La charla con los creadores de estas dos obras el pasado 31 de octubre en Silencio de Negras, nos llevó a reflexionar sobre cuestiones mucho más amplias que su temática o las soluciones estéticas elegidas y queremos hoy detenernos sobre algunas de las preguntas barajadas esa noche.

La crítica y la teoría tienden a observar al objeto de estudio como algo terminado. Un libro, un cuadro, una película o una obra de teatro se convierten en una criatura estática que puede diseccionarse y reinventarse por completo en función de los objetivos finales del pretendido análisis. Asumimos nuestra parte de culpa porque nos reconocemos en esa fascinación que genera una pieza de arte descubierta a la que queremos otorgarle tantos significados y valores como nos sea posible. Pero no por nada quien esto escribe decidió hace años tratar de ejercer algún desempeño artístico para poder refutar con cierto criterio algunos conceptos que nunca nos convencen del todo. Por eso hoy, a la luz de la larga conversación mantenida con Juan Pablo Gómez, Patricio Aramburu, Alejandro Hener, Eduardo Pérez Winter, Walter Jakob, Diego Cremonesi, y Franciso Egido elegimos comenzar haciendo memoria sobre las coincidencias vitales que se mencionaron a la hora de poner en relación sus obras.

* Queríamos hacerla mucho tiempo.

Esa fue una de las primeras certezas mencionadas. Algo que actores y directores de ambos proyectos reconocían haber perseguido como un primer ideal: la necesidad de hacer tantas funciones de una obra como sea posible para poder entender su verdadera naturaleza.

Todos sabemos que una obra de teatro no está terminada el día de su estreno. Recién ahí estará poniendo a prueba su razón de ser, su interés, su valía. Y sólo en presencia de distintos públicos la obra irá creciendo. Las actuaciones responderán cada vez más a la verdad depositada en el texto. La emoción llegará sin forzarla. El pensamiento no desaparecerá. Se irán puliendo las distracciones, los gestos innecesarios. Los personajes estarán cada vez más presentes. Serán. ¿Se consigue eso en las ocho funciones a las que tantas veces se limita la vida de una obra en nuestro hiperactivo y superpoblado circuito off?

Un hueco recién terminó su cuarta y última temporada. Última por decisión propia, última porque se elije cerrar un ciclo para dar cabida a una nueva creación en la que ya laburan. No soy un caballo, concluirá este mes su tercera temporada.

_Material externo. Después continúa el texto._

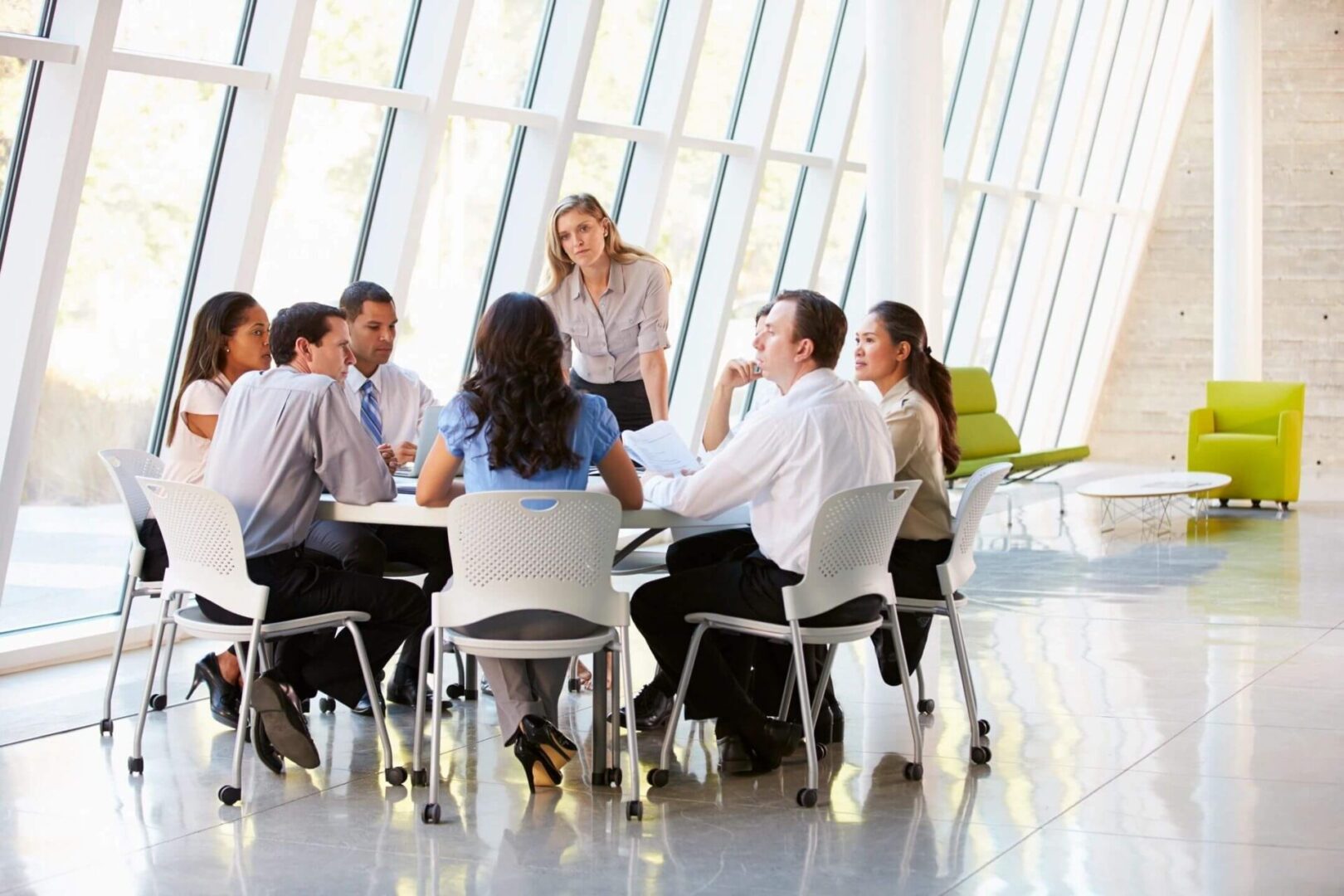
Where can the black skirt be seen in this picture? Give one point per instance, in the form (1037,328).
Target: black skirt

Las dos obras han sabido subsistir en los márgenes del teatro off. Un hueco, nunca conoció sala de teatro. Se estrenó y se mantiene en uno de los vestuarios del club Estrella Maldonado. Encontraron en ese espacio una esencialidad que no sólo beneficiaría artísticamente a la obra potenciando su dramaturgia, si no que serviría de a poco para identificarlos dentro del maremágnum de obras que pueblan la ciudad. Ellos son “esos del vestuario del club”. Sí. La alta calidad de la propuesta trajo los merecidos reconocimientos de la crítica, los premios pertinentes y los festivales. Y después la obra se instaló en el mejor sistema de prensa: el boca en boca. Sin embargo, todavía son muchos los que nunca oyeron hablar de esta original propuesta. Muchos, los que llegan a verla sin la menor referencia, sorprendidos de que las instalaciones sean tan incómodas y el contexto tan ajeno a lo que el hábito de “ver teatro” implica.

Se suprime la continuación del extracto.